Making it through college is a tremendous achievement that any student should be proud of. A degree may make you more valuable on the job market, but your credit probably took a bit of a beating as a result of student loans. Yet, without loans many people would not be able to afford college. Now, that you are out and on your own, what do you do about that mountain of debt? Student loan consolidation programs might help manage your debt with a more inexpensive payment plan.

How can you benefit from a student loan consolidation program?

A student loan consolidation program combines loan debts and grants the graduate to make one monthly payment instead of several separate payments. In most cases, this reduces monthly debt by up to 50 percent or more. The amount of the total loans and specific consolidation program will dictate your precise savings.

In addition to one payment, you may qualify for a lower interest rate, thereby, saving you even more! By consolidating your student loans, you improve your credit score because each of the individual loans included in the program will be reported to the credit bureaus as paid in full, leaving you with one loan on the report.

Do student loan consolidation programs accept loans that are in default?

Some consolidation programs do not accept loans in default status. Other programs are designed to address default loans, associated interest rates and payment plans. These special programs may require participation in a credit counseling program designed to guide you towards making better financial decisions while rebuilding credit.

Most people don’t want to manage their money, but credit counseling may benefit you, especially when considering default loans that’ll be paid off. This will eliminate the hassle of harassing mail and phone calls from creditors while working with a consolidation counselor to turn your credit history into something positive.

Students Loans from the Government

Even student loans that were issued by the government (as opposed to a bank) are eligible for federally backed consolidation programs. Most government loans have a lower interest rates and are easier to obtain than conventional loans. That is good news all around.
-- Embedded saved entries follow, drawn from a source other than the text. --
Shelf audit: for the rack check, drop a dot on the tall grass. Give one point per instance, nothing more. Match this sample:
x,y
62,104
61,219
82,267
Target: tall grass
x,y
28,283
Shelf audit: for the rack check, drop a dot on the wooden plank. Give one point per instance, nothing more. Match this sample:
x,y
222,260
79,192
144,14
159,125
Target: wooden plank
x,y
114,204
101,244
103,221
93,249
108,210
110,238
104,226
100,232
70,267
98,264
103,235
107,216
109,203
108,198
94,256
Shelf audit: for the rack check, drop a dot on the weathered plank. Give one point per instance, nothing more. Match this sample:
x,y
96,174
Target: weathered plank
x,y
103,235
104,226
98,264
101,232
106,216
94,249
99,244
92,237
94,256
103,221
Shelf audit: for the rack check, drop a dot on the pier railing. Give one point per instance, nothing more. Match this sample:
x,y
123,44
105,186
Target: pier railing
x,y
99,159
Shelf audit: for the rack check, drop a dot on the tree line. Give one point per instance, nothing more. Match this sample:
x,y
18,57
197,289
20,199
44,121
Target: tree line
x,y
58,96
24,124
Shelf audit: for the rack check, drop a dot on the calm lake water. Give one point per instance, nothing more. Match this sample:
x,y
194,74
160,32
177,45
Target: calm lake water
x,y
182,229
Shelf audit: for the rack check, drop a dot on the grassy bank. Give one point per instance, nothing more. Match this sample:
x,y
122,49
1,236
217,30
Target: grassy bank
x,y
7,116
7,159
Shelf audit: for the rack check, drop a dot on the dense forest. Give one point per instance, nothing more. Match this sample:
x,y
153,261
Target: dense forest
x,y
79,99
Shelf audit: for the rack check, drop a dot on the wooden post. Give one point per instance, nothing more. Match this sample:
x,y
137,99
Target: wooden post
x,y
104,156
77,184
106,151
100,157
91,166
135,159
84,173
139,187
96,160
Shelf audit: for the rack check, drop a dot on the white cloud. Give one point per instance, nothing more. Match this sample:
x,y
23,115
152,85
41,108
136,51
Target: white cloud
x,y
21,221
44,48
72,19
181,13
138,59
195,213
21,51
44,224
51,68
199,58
Consolidating all of your student loans and combining them into one loan will usually qualify the loan for lower interest rates due to financing a larger amount of debt. It will take longer to pay it back, but the benefit is paying less money out of pocket every month. Fresh college graduates might not make huge salaries right out of school, and spending money wisely while trying to get a foothold in the job market can make the transition easier and more inexpensive.